Questo giovane prende coscienza della penosa situazione in cui è caduto per aver scelto di non appartenere più a nessuno.

Ciò che la parabola imputa al figlio minore non è tanto la dissolutezza morale o la prodigalità, ma l’insensatezza.

Il vocabolo greco usato da Luca indica proprio una vita che non ha senso, cioè folle e dissennata.

Noi ci aspetteremmo di riconoscere qui la sequenza ternaria classica: peccato – pentimento – conversione.

Invece la parabola mette in sequenza: una scelta di vita alienata, cui segue la presa di coscienza della propria misera realtà e quindi la decisione di tornare a casa per fuggire la fame.

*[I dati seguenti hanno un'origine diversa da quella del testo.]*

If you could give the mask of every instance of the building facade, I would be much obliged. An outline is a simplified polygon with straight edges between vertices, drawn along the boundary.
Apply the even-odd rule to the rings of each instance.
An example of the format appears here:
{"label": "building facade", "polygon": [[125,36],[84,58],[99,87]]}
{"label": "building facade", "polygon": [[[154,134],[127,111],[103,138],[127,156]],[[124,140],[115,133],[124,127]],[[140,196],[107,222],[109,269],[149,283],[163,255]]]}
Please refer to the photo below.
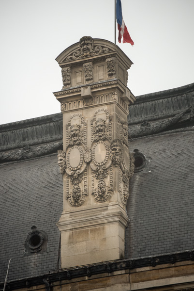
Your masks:
{"label": "building facade", "polygon": [[7,290],[194,290],[194,83],[135,97],[90,37],[56,60],[61,113],[0,126],[0,289],[11,259]]}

Il figlio minore non è mosso da alcun pentimento, semmai lo guida una valutazione realistica di ciò che è più conveniente per lui.

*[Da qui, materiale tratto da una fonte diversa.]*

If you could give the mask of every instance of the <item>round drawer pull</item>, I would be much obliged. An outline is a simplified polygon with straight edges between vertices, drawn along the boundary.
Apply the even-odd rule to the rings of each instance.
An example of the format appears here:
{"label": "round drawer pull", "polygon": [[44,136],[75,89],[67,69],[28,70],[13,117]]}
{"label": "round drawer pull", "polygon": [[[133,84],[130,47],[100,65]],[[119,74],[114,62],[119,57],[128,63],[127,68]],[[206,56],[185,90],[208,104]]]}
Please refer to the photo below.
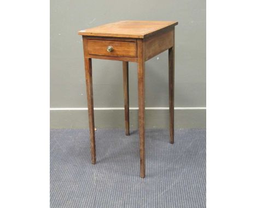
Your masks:
{"label": "round drawer pull", "polygon": [[108,52],[111,52],[113,50],[114,50],[114,48],[112,46],[109,46],[107,47],[107,51],[108,51]]}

Eppure già in questo ragionamento, non proprio corretto, agisce la grazia come presa di coscienza oggettiva del proprio stare male.

Il pentimento non appare qui come la condizione previa del perdono.

Il pentimento nascerà di fronte all’amore fedele, quando cioè il giovane potrà rileggere la propria vicenda alla luce dell’amore mai venuto meno del padre che egli ha simbolicamente ucciso chiedendogli anzitempo l’eredità.

Con questo racconto il Signore ci sta insegnando che è il perdono che suscita il pentimento e non il contrario.

All’amore del padre si oppone anche la logica del dovere che muove – anzi dovremmo dire che rende immobile – l’altro figlio.

Si può vivere una religione fatta di prestazioni che rende cattivo l’occhio e porta a negare il padre – che diviene un padrone – e quindi a disprezzare il fratello.

Entrambi i figli – che sono presenti in noi – cercano di sottrarsi all’unica cosa necessaria: riconoscere e assumere la loro filialità e la loro libertà.